Lowering the Drinking Age: Ideas Can Hardly Get Worse Than This One

Now here's an idea -- Let's see if we can help reduce the terrible problems connected to excessive drinking among young adults (binge drinking, drunk driving, irresponsible sexual decisions, lowered performance at school and work, crime, and so on) by reducing the legal age at which you can purchase hard liquor.

Say what? You certainly must have messed that up, didn't you, Denny?

No, that's what's being offered as one of the primary solutions to underage drinking by backers of the Amethyst Initiative, a coordinated effort to lower the federal drinking age from 21 to 18. The Associated Press story on this campaign starts off by telling us that "College presidents from about 100 of the nation's best-known universities, including Duke, Dartmouth, and Ohio State, are calling on lawmakers to take up a national debate about lowering the drinking age, saying current laws actually encourage dangerous binge-drinking on campus."

Well, I'm afraid that opening line is dramatically misleading. For even with "about 100" college presidents on board for the Amethyst Initiative, that leaves more than 3,500 college presidents here in America who definitely are not. And even that "about 100 of the nation's best-known universities"? Once you get past the three mentioned (and Dartmouth hardly qualifies, does it?), you find out the other presidents are from such powerhouse(!) universities as "Middlebury, Smith, Syracuse, Mount Holyoke Trinity, Tufts, Colgate, Kenyon, and Morehouse." Best-known universities, huh?

And that bit about the "current laws actually encourage dangerous binge-drinking on campus"? Really?
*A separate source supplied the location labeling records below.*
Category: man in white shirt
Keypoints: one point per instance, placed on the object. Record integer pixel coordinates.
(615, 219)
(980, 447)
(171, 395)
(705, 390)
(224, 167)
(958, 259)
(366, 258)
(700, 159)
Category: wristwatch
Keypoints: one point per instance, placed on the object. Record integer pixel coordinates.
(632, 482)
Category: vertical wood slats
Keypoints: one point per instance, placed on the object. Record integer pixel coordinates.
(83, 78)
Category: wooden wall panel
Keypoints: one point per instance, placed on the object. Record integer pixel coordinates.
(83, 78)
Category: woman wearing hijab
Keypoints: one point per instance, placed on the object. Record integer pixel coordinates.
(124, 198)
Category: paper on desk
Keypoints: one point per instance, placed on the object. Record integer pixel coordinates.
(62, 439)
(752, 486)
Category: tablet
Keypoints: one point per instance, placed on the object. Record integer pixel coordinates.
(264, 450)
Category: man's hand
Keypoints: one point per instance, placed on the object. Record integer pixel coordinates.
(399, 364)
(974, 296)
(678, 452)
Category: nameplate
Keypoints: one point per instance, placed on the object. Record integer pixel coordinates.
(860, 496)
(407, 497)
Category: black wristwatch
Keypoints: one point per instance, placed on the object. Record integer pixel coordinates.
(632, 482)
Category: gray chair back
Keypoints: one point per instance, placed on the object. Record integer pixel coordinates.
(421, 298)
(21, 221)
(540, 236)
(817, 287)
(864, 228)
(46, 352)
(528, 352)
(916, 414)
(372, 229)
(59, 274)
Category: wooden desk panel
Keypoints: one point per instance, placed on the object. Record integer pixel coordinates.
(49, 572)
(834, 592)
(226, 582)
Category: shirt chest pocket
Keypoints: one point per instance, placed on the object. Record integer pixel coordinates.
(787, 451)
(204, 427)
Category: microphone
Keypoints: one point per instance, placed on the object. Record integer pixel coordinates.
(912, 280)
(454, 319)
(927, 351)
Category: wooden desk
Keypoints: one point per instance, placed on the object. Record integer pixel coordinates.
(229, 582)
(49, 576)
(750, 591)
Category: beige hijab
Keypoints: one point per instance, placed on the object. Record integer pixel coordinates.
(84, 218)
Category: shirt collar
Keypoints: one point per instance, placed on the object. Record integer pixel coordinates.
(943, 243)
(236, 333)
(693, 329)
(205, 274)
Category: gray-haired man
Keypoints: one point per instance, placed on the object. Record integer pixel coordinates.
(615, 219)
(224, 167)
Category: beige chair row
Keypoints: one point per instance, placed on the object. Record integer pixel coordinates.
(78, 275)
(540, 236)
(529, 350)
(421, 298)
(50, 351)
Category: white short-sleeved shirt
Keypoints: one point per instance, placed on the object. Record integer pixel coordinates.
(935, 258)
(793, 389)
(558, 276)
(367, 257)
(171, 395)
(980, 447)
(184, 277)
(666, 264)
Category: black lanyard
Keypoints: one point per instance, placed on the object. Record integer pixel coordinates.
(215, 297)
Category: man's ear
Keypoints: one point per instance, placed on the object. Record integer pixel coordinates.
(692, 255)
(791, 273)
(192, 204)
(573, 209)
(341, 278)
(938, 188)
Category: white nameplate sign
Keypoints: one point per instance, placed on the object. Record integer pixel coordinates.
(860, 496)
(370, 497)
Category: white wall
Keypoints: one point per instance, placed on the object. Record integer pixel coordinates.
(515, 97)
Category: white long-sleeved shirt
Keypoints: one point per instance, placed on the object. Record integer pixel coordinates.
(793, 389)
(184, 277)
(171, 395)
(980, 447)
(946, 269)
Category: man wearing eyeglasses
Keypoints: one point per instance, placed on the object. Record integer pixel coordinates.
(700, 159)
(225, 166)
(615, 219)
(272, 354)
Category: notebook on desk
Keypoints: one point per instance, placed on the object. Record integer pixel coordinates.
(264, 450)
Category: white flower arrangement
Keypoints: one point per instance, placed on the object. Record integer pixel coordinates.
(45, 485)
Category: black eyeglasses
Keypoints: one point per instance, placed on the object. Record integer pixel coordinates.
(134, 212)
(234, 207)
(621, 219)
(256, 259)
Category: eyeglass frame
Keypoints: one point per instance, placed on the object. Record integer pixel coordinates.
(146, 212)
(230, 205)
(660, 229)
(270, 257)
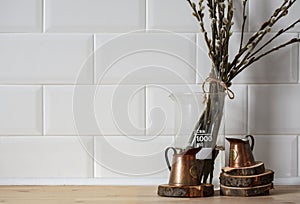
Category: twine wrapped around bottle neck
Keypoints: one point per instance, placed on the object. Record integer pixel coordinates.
(228, 91)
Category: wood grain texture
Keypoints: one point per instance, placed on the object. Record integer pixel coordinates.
(128, 195)
(246, 192)
(203, 190)
(247, 181)
(258, 168)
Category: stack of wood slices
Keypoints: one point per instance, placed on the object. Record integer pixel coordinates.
(252, 180)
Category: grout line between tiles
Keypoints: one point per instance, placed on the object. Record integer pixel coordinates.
(43, 16)
(94, 160)
(146, 15)
(43, 110)
(247, 110)
(145, 110)
(94, 61)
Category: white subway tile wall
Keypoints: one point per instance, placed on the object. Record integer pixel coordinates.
(85, 85)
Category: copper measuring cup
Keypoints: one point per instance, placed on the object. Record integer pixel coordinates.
(240, 151)
(184, 170)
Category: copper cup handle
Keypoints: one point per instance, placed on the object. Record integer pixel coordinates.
(166, 156)
(252, 141)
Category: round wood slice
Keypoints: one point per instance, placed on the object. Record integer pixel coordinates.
(258, 168)
(250, 191)
(247, 181)
(203, 190)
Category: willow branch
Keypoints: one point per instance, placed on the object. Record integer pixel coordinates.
(273, 38)
(244, 22)
(254, 59)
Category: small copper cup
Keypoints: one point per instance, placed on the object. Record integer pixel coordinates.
(184, 169)
(240, 152)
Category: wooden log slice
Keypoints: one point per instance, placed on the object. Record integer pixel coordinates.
(247, 181)
(250, 191)
(203, 190)
(258, 168)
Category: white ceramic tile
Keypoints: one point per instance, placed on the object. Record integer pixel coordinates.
(21, 16)
(274, 109)
(120, 156)
(21, 110)
(261, 11)
(279, 153)
(161, 109)
(94, 15)
(41, 157)
(278, 67)
(145, 58)
(176, 15)
(46, 58)
(94, 110)
(236, 111)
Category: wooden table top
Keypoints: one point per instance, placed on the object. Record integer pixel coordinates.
(129, 194)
Pray tell, how?

Laura Dean-Mooney, national president of Mothers Against Drunk Driving, knows that lowering the drinking age would simply exacerbate the problems, not solve them. And so she not only denounces the Amethyst Initiative, she makes the logical inference that attendance at the party schools where these muddle-headed presidents preside might present dangers more easily escaped at other, more responsible colleges.

"It's very clear the 21-year-old drinking age will not be enforced at those campuses."

Others agree, including the parents of college kids. Note, for instance, this article from Forbes about a Nationwide Insurance survey just released. It should give great pause to politicians who might find themselves pressured by the bluebloods of the Amethyst Initiative. And it should also give great pause to those college presidents whose signing on to this silly and dangerous scheme could quite probably keep a few incoming freshmen from ever "incoming" at their school!

Americans continue to overwhelmingly reject an ongoing push to lower the legal drinking age from 21 to 18. According to a Nationwide Insurance survey released today, 72 percent of adults think lowering the drinking age will make alcohol more accessible to kids and nearly half believe it would increase binge drinking among teens. More than half even say they are less likely to vote for a state representative who supports lowering the legal limit or send their children to colleges or universities with "party school" reputations.

"Being recognized as a top party school is not a good thing," said Bill Windsor, Associate Vice President of Safety for Nationwide. "Our survey clearly shows 75 percent of people support greater enforcement of existing underage drinking laws and increased penalties for adults who give alcohol to those under age."

Nearly eight of 10 adults Nationwide surveyed believe teenage drinking contributes to drunk driving crashes and higher insurance rates, especially for teen car insurance. In fact, industry figures show alcohol-related crashes cost each U.S. household more than $165 a year in higher insurance premiums. That cost continues to rise.

"Lowering the drinking age passes this big problem to those in the high school community already dealing with very serious underage drinking issues," said Laura Dean-Mooney, MADD's new national president...

These underage drinking statistics alarm the parents of college-bound students - and 58 percent of parents say they are less likely to send their children to a known party school. Additionally, 70 percent of parents want colleges to notify them when their child violates the school's alcohol policies.